The UK government’s Environmental Audit Committee (EAC) has written to the group’s chairman Mahmud Kamani asking for an update on Boohoo’s commitments to its environmental and social practices.
The letter also includes a request that its senior executives’ bonuses should be linked to the progress made on its commitment to improving working conditions and rights within its supply chain.
The long-term bonus scheme, announced last year, is linked to share price growth and potentially worth £150 million to key executives. Boohoo has yet to comment on the EAC’s request.

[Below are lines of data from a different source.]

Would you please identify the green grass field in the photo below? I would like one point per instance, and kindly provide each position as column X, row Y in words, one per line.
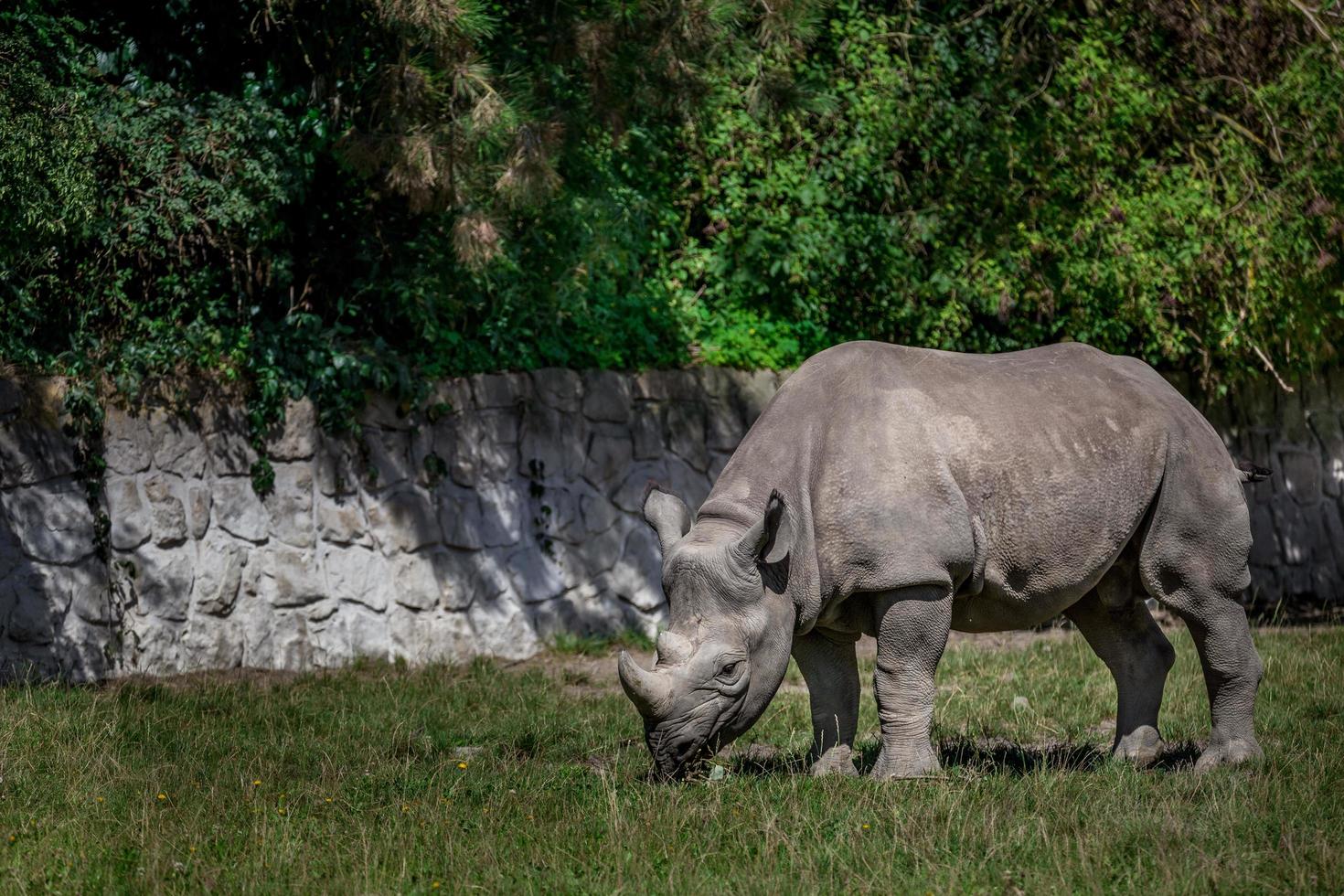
column 531, row 779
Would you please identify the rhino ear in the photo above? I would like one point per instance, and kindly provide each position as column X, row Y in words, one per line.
column 667, row 513
column 771, row 540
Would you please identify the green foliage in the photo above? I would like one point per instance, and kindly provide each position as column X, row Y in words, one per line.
column 325, row 197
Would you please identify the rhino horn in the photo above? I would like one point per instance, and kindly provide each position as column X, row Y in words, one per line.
column 674, row 649
column 648, row 690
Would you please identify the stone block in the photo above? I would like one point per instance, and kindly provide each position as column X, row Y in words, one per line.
column 609, row 457
column 291, row 506
column 51, row 520
column 664, row 386
column 723, row 427
column 558, row 389
column 163, row 581
column 432, row 637
column 169, row 516
column 422, row 581
column 357, row 575
column 240, row 511
column 340, row 470
column 197, row 506
column 500, row 389
column 33, row 453
column 229, row 441
column 219, row 574
column 131, row 524
column 552, row 445
column 296, row 437
column 403, row 518
column 389, row 457
column 606, row 397
column 1301, row 475
column 484, row 446
column 126, row 445
column 646, row 432
column 503, row 629
column 289, row 578
column 340, row 520
column 686, row 434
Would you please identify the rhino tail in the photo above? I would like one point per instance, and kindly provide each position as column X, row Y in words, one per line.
column 1253, row 472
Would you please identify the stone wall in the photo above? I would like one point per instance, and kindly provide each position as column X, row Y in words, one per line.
column 483, row 523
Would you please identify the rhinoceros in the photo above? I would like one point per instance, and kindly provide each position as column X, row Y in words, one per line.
column 901, row 493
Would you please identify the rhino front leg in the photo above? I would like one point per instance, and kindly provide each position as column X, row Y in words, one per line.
column 912, row 626
column 831, row 669
column 1138, row 657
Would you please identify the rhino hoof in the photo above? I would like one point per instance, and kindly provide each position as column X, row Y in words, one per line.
column 1141, row 747
column 1229, row 752
column 837, row 761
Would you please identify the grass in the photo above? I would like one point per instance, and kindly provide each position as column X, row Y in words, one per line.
column 529, row 779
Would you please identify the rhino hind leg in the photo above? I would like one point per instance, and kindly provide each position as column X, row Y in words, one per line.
column 1120, row 629
column 912, row 626
column 831, row 670
column 1194, row 560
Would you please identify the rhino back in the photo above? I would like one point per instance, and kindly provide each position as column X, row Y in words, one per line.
column 1023, row 473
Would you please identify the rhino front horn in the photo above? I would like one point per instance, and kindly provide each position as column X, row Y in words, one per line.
column 648, row 690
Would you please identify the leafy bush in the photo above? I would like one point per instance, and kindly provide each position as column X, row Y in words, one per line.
column 322, row 197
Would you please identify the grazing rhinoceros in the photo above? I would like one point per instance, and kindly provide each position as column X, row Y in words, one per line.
column 902, row 492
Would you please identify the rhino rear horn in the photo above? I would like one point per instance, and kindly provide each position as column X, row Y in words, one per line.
column 648, row 690
column 667, row 513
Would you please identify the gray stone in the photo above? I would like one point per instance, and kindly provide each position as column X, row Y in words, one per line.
column 169, row 516
column 31, row 453
column 608, row 458
column 432, row 637
column 240, row 512
column 340, row 520
column 606, row 397
column 296, row 437
column 500, row 389
column 421, row 581
column 219, row 574
column 722, row 427
column 405, row 518
column 661, row 386
column 163, row 581
column 686, row 434
column 484, row 446
column 646, row 432
column 491, row 516
column 131, row 526
column 291, row 506
column 199, row 501
column 357, row 575
column 228, row 441
column 389, row 457
column 126, row 445
column 502, row 629
column 289, row 578
column 177, row 446
column 552, row 445
column 558, row 389
column 339, row 468
column 53, row 520
column 1301, row 472
column 755, row 394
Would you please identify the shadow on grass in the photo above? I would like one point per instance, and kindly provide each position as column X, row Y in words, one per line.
column 981, row 755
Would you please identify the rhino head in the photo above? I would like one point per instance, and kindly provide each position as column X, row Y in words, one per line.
column 728, row 647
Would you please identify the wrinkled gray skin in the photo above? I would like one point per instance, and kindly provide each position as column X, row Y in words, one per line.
column 901, row 493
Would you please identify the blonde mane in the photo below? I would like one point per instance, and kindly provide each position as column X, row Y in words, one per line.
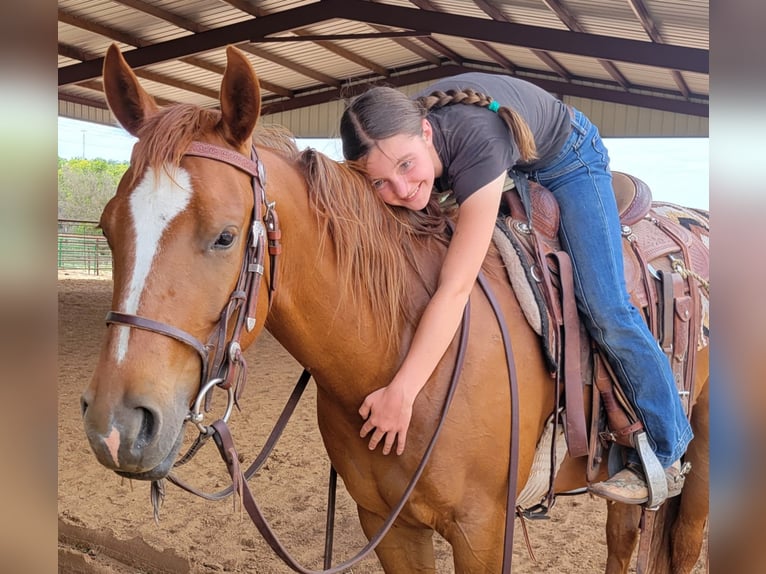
column 375, row 245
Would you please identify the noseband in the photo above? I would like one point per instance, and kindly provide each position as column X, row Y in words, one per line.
column 223, row 364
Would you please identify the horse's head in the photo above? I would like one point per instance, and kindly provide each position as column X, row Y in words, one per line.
column 179, row 227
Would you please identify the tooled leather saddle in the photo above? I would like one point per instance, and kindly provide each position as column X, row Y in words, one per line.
column 666, row 263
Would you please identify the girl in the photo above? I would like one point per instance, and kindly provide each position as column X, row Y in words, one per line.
column 409, row 147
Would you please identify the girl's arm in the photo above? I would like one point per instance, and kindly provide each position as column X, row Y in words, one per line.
column 389, row 409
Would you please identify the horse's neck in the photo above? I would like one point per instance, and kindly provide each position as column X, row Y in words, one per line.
column 330, row 333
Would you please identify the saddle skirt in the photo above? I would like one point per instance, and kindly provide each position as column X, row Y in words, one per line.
column 667, row 272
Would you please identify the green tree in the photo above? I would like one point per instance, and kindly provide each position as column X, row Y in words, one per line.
column 84, row 186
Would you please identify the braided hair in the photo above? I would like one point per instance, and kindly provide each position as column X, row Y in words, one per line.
column 383, row 112
column 522, row 135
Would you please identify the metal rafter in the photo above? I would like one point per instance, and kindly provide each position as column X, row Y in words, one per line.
column 132, row 40
column 195, row 27
column 553, row 85
column 546, row 57
column 573, row 24
column 249, row 8
column 483, row 46
column 666, row 56
column 642, row 13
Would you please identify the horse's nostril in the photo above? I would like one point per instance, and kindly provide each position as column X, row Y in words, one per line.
column 146, row 431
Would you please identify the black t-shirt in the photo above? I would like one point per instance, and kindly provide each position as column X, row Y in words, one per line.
column 475, row 145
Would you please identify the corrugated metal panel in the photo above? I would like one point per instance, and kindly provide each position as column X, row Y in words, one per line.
column 583, row 67
column 680, row 22
column 619, row 120
column 613, row 120
column 646, row 76
column 683, row 23
column 86, row 113
column 607, row 18
column 531, row 13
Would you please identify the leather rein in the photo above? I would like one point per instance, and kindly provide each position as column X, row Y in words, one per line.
column 223, row 365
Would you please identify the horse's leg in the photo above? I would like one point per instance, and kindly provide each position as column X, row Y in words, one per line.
column 404, row 549
column 688, row 531
column 622, row 531
column 477, row 541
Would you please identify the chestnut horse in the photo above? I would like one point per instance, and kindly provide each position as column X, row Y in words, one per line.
column 343, row 298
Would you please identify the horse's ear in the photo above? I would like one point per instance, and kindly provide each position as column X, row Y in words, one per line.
column 129, row 102
column 240, row 98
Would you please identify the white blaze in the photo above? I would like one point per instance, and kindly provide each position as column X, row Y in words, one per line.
column 154, row 203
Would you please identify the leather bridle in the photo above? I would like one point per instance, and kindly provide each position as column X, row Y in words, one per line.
column 222, row 361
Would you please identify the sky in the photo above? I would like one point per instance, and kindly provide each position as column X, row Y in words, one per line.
column 676, row 169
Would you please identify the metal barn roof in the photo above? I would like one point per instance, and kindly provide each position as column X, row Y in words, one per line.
column 640, row 67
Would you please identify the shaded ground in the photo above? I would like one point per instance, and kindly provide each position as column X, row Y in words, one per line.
column 106, row 523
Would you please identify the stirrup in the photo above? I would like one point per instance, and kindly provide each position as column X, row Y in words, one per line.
column 654, row 474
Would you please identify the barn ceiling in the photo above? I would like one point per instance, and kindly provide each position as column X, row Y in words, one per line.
column 648, row 53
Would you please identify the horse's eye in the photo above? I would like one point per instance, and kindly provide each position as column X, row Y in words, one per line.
column 224, row 240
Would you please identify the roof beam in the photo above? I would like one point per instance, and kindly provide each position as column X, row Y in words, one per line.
column 325, row 42
column 553, row 85
column 642, row 13
column 533, row 37
column 570, row 21
column 208, row 40
column 482, row 46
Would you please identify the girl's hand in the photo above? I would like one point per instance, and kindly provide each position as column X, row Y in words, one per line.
column 388, row 411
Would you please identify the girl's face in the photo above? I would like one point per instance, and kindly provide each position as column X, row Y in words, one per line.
column 402, row 168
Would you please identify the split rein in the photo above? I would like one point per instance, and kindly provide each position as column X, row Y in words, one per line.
column 227, row 369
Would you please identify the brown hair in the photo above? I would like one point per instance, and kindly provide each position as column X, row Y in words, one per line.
column 383, row 112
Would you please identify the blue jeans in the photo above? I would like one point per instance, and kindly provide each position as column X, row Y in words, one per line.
column 580, row 179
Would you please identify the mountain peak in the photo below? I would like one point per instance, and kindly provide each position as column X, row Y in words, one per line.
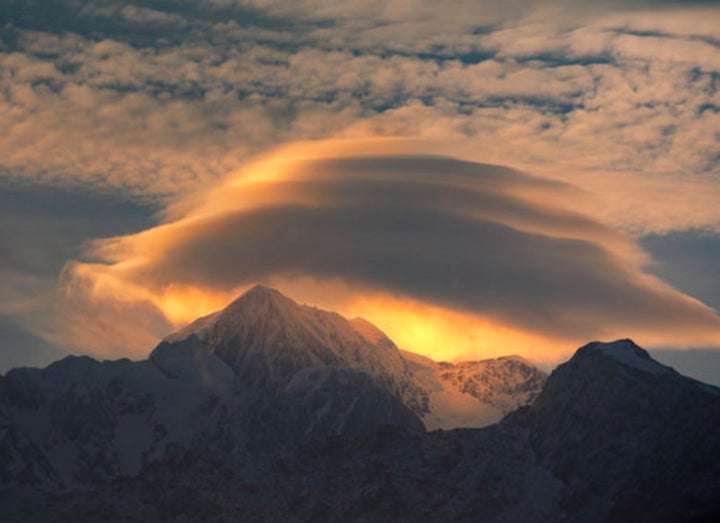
column 625, row 351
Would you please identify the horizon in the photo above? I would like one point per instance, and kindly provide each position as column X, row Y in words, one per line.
column 476, row 180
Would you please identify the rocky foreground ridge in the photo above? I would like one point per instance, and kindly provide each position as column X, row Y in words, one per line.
column 273, row 411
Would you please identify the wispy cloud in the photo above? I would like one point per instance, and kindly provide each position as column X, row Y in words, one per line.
column 159, row 100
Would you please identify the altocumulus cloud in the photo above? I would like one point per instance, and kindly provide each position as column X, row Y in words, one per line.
column 481, row 240
column 156, row 98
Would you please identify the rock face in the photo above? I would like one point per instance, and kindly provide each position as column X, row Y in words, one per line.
column 271, row 411
column 631, row 439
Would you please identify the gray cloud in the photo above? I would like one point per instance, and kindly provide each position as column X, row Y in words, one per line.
column 469, row 237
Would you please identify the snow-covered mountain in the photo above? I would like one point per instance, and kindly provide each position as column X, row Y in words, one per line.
column 273, row 411
column 474, row 394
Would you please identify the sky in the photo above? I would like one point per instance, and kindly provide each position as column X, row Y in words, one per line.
column 477, row 178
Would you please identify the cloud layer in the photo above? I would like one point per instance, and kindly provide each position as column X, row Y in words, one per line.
column 156, row 99
column 475, row 239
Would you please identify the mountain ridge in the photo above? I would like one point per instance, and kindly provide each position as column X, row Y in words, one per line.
column 200, row 431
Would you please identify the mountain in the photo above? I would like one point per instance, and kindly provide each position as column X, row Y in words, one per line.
column 273, row 411
column 630, row 438
column 474, row 394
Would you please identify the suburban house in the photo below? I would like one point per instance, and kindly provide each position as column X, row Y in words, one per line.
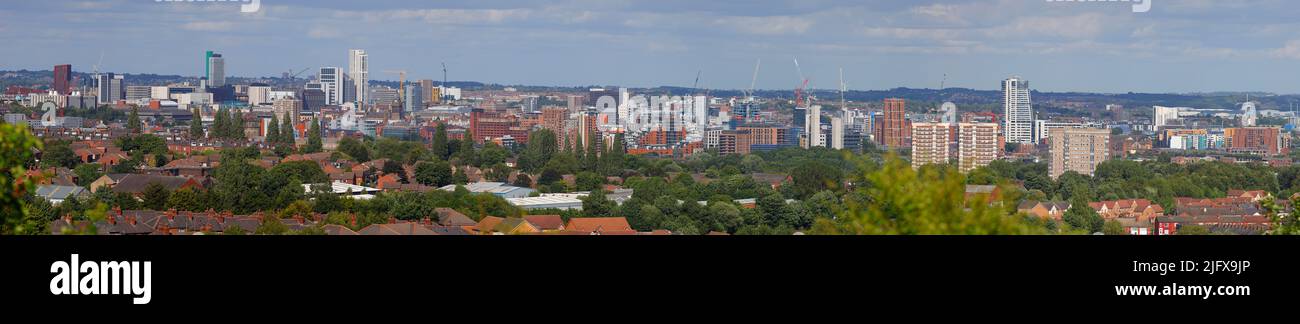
column 1129, row 208
column 135, row 184
column 599, row 227
column 1044, row 210
column 57, row 194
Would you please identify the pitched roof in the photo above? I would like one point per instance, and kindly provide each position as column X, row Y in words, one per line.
column 598, row 224
column 397, row 229
column 59, row 193
column 488, row 224
column 333, row 229
column 451, row 217
column 134, row 184
column 546, row 221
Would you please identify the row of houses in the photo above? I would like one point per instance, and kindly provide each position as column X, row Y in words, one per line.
column 446, row 223
column 1239, row 214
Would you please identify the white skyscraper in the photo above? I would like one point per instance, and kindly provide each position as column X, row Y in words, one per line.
column 216, row 70
column 814, row 126
column 111, row 87
column 1164, row 116
column 330, row 83
column 837, row 133
column 1248, row 115
column 1018, row 112
column 359, row 70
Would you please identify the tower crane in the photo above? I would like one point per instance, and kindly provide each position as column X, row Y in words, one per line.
column 402, row 85
column 798, row 91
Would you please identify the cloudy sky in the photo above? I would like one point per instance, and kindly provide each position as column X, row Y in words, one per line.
column 1181, row 46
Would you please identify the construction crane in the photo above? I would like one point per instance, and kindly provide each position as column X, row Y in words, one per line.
column 696, row 86
column 753, row 81
column 442, row 90
column 843, row 87
column 402, row 85
column 294, row 76
column 798, row 91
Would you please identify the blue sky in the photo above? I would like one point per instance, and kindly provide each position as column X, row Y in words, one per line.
column 1181, row 46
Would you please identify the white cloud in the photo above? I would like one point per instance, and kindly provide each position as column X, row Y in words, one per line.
column 323, row 33
column 780, row 25
column 440, row 16
column 910, row 33
column 1290, row 51
column 208, row 26
column 1080, row 26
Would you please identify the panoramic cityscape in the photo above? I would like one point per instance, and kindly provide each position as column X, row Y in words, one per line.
column 362, row 138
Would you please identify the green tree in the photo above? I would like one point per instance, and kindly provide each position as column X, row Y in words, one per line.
column 815, row 176
column 433, row 173
column 354, row 148
column 588, row 181
column 287, row 134
column 235, row 126
column 911, row 202
column 1190, row 229
column 538, row 151
column 185, row 199
column 313, row 137
column 273, row 130
column 59, row 154
column 440, row 142
column 87, row 173
column 596, row 204
column 16, row 154
column 1082, row 216
column 155, row 197
column 271, row 225
column 133, row 121
column 196, row 124
column 219, row 124
column 467, row 152
column 1113, row 228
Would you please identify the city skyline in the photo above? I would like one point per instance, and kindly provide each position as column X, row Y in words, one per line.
column 1061, row 46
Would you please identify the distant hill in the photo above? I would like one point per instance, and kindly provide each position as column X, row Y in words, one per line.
column 922, row 96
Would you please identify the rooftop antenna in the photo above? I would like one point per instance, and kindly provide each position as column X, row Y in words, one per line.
column 843, row 87
column 754, row 80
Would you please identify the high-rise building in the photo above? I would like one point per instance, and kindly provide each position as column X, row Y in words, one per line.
column 553, row 119
column 892, row 124
column 1249, row 116
column 576, row 103
column 137, row 93
column 359, row 70
column 332, row 83
column 1264, row 141
column 837, row 133
column 216, row 70
column 64, row 78
column 976, row 145
column 814, row 128
column 1018, row 111
column 1078, row 150
column 427, row 89
column 111, row 87
column 312, row 98
column 493, row 125
column 928, row 143
column 1162, row 116
column 259, row 94
column 415, row 98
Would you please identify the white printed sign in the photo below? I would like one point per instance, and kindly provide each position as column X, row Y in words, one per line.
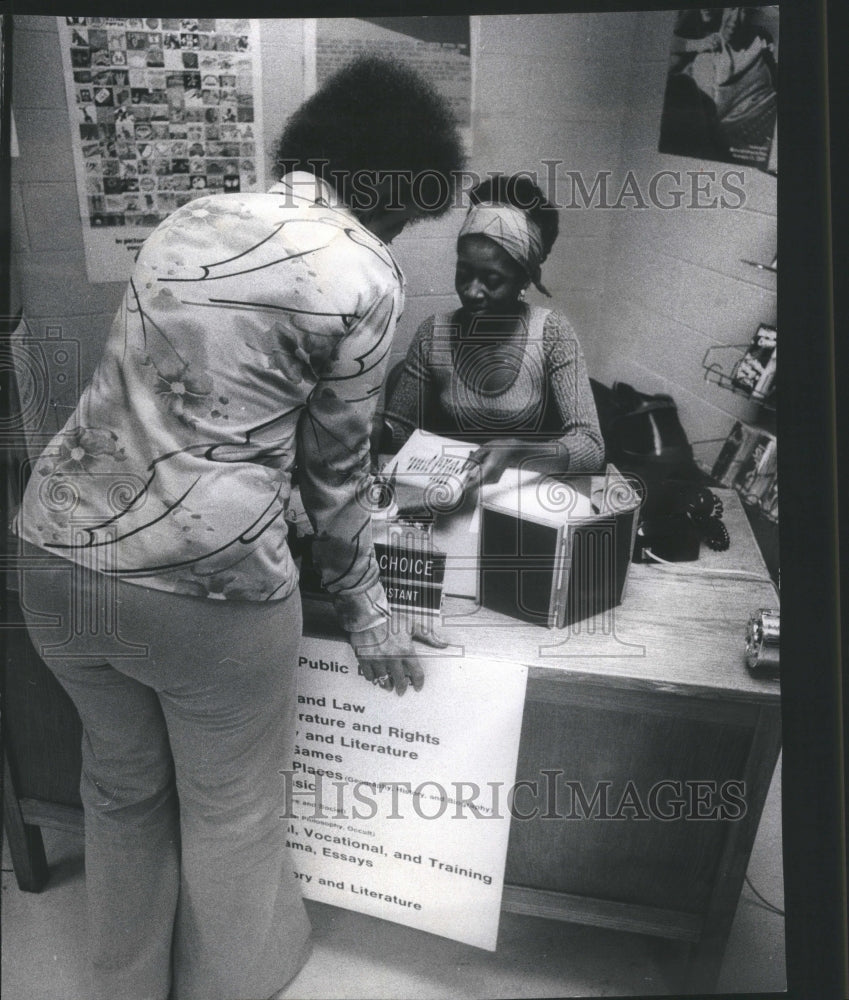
column 399, row 807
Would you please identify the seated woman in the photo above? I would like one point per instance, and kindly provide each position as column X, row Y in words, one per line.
column 499, row 371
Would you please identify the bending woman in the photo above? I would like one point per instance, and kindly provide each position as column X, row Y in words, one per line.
column 253, row 336
column 497, row 370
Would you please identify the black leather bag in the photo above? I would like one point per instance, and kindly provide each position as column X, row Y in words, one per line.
column 643, row 435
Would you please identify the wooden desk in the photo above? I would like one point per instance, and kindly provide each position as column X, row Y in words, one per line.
column 656, row 690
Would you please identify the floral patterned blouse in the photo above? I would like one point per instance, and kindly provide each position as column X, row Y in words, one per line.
column 253, row 335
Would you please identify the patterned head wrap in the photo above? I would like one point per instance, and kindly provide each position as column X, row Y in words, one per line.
column 513, row 230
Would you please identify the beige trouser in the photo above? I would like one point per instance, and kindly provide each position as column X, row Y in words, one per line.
column 188, row 710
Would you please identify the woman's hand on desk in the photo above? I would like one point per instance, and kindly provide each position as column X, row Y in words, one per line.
column 501, row 453
column 387, row 657
column 492, row 459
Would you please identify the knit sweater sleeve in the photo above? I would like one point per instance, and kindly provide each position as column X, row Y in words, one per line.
column 569, row 385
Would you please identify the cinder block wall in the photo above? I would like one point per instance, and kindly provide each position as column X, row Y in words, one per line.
column 675, row 281
column 648, row 290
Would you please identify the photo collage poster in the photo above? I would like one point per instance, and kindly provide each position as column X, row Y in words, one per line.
column 163, row 110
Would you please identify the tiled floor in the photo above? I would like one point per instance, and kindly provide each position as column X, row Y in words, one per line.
column 360, row 957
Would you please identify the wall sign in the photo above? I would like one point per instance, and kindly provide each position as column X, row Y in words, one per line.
column 162, row 110
column 398, row 807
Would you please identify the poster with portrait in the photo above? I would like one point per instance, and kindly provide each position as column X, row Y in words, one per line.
column 162, row 110
column 721, row 90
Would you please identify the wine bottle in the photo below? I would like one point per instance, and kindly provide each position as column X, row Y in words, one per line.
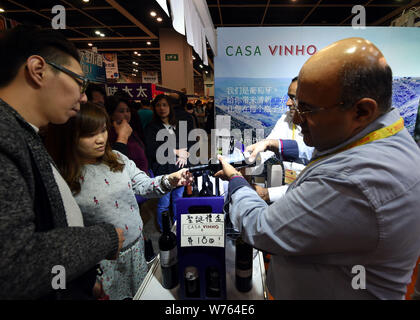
column 206, row 186
column 195, row 192
column 237, row 160
column 187, row 191
column 168, row 254
column 212, row 283
column 243, row 265
column 192, row 282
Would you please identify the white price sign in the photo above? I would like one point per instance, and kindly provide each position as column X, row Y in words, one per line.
column 203, row 230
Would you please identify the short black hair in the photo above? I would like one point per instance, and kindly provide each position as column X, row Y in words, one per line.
column 145, row 102
column 366, row 81
column 93, row 87
column 19, row 43
column 112, row 102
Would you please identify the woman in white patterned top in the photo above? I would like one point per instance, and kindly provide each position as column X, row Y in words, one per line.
column 104, row 183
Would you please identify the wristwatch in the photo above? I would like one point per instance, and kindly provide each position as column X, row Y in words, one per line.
column 166, row 184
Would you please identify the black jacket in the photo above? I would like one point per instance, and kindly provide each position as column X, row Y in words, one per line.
column 152, row 146
column 34, row 235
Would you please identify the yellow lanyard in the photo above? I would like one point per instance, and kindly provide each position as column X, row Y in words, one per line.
column 373, row 136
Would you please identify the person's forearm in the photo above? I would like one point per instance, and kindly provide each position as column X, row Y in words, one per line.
column 273, row 145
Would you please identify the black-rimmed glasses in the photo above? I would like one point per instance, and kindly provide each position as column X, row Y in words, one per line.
column 303, row 109
column 85, row 81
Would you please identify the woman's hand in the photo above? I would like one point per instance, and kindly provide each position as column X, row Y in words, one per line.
column 180, row 178
column 182, row 155
column 123, row 130
column 261, row 146
column 227, row 172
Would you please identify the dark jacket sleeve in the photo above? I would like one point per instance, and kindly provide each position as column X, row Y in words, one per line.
column 27, row 256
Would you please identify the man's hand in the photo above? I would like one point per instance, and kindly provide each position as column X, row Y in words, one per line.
column 123, row 130
column 262, row 192
column 261, row 146
column 121, row 239
column 227, row 172
column 180, row 178
column 182, row 155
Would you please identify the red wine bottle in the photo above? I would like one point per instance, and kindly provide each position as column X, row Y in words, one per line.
column 243, row 266
column 192, row 282
column 168, row 254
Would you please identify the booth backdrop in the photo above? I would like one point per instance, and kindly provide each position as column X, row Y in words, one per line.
column 254, row 67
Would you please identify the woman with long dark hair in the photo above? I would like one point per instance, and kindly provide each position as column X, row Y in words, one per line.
column 122, row 136
column 165, row 156
column 104, row 183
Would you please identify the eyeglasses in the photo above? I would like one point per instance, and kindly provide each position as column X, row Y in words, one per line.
column 85, row 81
column 303, row 109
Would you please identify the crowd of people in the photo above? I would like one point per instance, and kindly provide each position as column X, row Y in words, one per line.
column 70, row 196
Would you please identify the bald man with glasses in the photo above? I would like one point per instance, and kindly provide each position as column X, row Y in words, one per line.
column 348, row 226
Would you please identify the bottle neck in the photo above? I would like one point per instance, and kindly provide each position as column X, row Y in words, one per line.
column 166, row 222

Meanwhile, Boohoo was forced to defend its supplier practices again earlier in the week after a Sky News report said the online fashion retailer faced the possibility of a US import ban due to allegations over poor working practices in supplier factories.
The report said the retailer's operations had come to the attention of US Customs and Border Protection.
The agency, which said it had seen enough evidence to launch its own investigation, has the power to seize goods deemed to have been produced under any type of "forced" or sub-standard conditions.
Claims of poor working practices linked to Boohoo that surfaced last summer have failed to subside. In December, the retailer faced fresh allegations that workers in Pakistan were being paid just 29p per hour to produce its clothing.
The company earlier launched an independent review which led to the introduction of its ‘Agenda for Change’ programme. In November, it also appointed Sir Brian Leveson to provide independent oversight of the programme.
The company, which said it has already taken action by severing ties with more than 60 businesses and improving oversight controls of its activities, is scheduled to publish its UK supplier list this month and its global supplier list by September.